The priest regretted that Nigeria is not lacking people with egocentric, megalomaniac and exclusive tendencies, unconcerned about dragging the country into anarchy or hostile inter-religious, political or ethnic relationships by their unguarded utterances and actions.

He said: “These were part of our concerns when the then presidential candidate, Ahmed Bola Tinubu, met a group of Catholic bishops during our conference in Abuja, a few days to the presidential election. Our memo to him was very clear about many hurting issues.”

Kaigama appealed to the President to find a way of taming Nigerians with paranoid dispositions, who often blow the trumpet of disunity and hostility.

“He should promote better religious harmony, as he promised us, by being fair and just to all religious groups and their adherents. The ball is in his court for now,” he advised.

Kaigama went on: “Despite the atrocities experienced, our Christian faith still teaches us that life is sacred. Christians must not discriminate and look down on others or promote our interest at the expense of others, but to create a community of love.
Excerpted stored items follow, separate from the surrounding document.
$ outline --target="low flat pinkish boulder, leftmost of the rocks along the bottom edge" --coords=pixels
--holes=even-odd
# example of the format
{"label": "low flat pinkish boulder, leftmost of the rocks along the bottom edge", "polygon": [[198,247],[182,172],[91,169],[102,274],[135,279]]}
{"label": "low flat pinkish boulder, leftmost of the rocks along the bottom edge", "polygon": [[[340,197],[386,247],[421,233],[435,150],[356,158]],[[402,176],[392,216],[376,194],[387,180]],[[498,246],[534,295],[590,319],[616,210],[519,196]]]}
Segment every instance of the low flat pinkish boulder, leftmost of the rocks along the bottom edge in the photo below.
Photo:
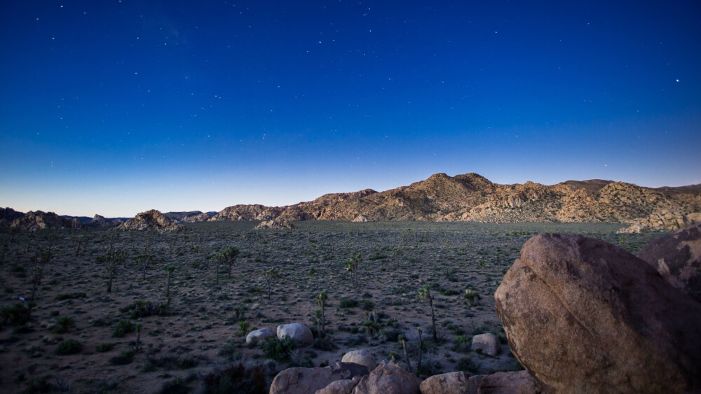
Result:
{"label": "low flat pinkish boulder, leftmost of the rocks along the bottom edge", "polygon": [[275,375],[270,394],[308,394],[325,388],[333,381],[362,377],[369,373],[364,365],[336,363],[322,368],[287,368]]}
“We cannot be partaking of the Eucharist and be living in resentment towards other Nigerians. If some Nigerians speak with reckless abandon and arrogant insensitivity, claiming they are better than other Nigerians, and are determined to keep those they call ‘outsiders’ and ‘inferiors’ under domination, we can never grow as a nation to maturity and progress, and measure up to other developed nations. I was edified when invited by UFUK Dialogue Foundation, an Islamic Turkish Foundation, to join them to break the Ramadan fast and I saw this quote: ‘Reserve in your heart a seat for everyone’. Leaders, whether Muslim or Christian, must create a space for everyone in their hearts, in the spirit of equity, brotherliness and hospitality.”

The cleric added: “We must learn to live under one canopy of love: Sacrificing selfish ambitions for common good. Uncontrolled venomous utterances will certainly generate unnecessary tension among Nigerians of whatever persuasion.”